The Republic of San Marino
The unique thing about visiting an enclave is that no matter where you're coming from, you must travel through another country first, in this case Italy. San Marino is one of the smallest countries in the world, only 60 sq km (23.5 sq mi) in total area, ranking it number 221 out of 233 countries (and outlying territories) in total size.
The Kingdom of Lesotho
An enclave within the country of South Africa, Lesotho's other most interesting geographical feature is that its lowest point is the highest of any country in the world! Lesotho also produces one of the most striking visual borders we've seen on Google's satellite images, due to the change in vegetation as you pass from Lesotho's west side to South Africa.
Vatican City
The smallest sovereign state in the world, Vatican City is an enclave not just inside Italy, but also inside the city of Rome. This is also the world's only walled enclave, since its small border is marked almost entirely with a city wall.
Of course it's also home to the Pope and the governing body of the Roman Catholic Church, and although not commonly known as its own country, Vatican City offers clergy, guard members and other workers optional citizenship; they generate their own income from tourist sales; and they even issue their own Euro coins.
Be sure to check out other enclave/exclave GSS articles like Point Roberts, USA, Complicated borders featuring the split personality town of Baarle-Hertog/Baarle-Nassau, and Interesting Exclaves of the United States.
Also check out Wikipedia for more information about landlocked countries, San Marino, Lesotho, and Vatican City!
This is a great article, but when I go to the article online, there is a “Ads by Google” blue box covering up the scale and a chunk of the map in the lower right hand corner. I hope you don’t think the ad is more important than the map. At least provide a way to move it, or turn it off.
Hi John,
Apologies for the ad: we’re currently redesigning the whole site for launch next month and will considering moving/removing this ad. In the meantime, you can make the map much bigger by closing the sidebar (click the blue vertical strip). I realise this isn’t very obvious either!

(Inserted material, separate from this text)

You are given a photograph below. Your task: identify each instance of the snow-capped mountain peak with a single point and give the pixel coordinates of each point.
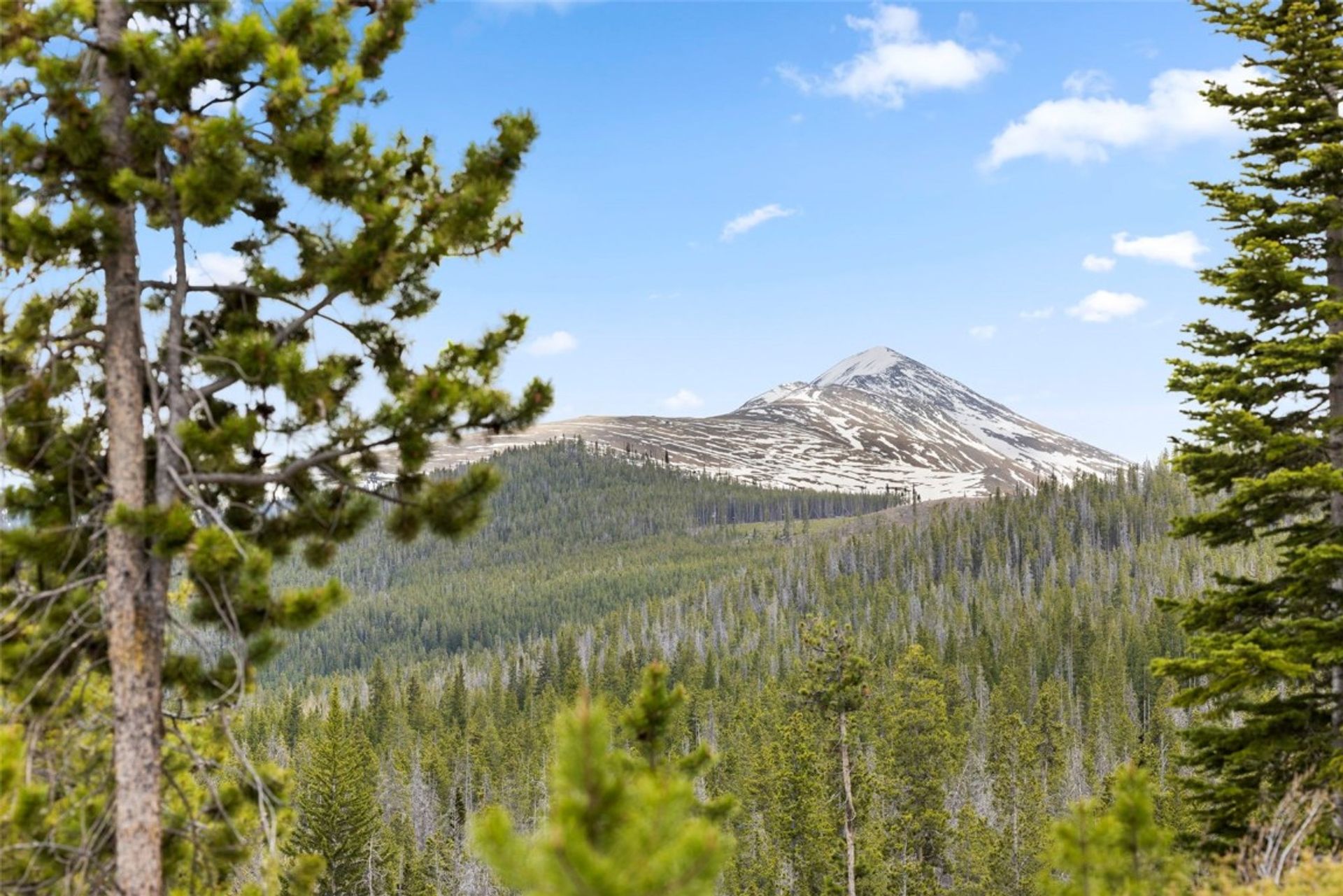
(877, 362)
(877, 420)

Any further feedback welcome here or use the contact form (on the right).
I can’t get it to come up at all in a new Firefox tab, just the text frame and a blank picture panel.
Fred, can you email me a screenshot so I can fix this? james @ this domain will work. Thanks!
No point, the picture was coming up completely blank without any error message after 5 minutes, consistent over an hour – something must have been timing out en route as it’s OK tonight, thanks.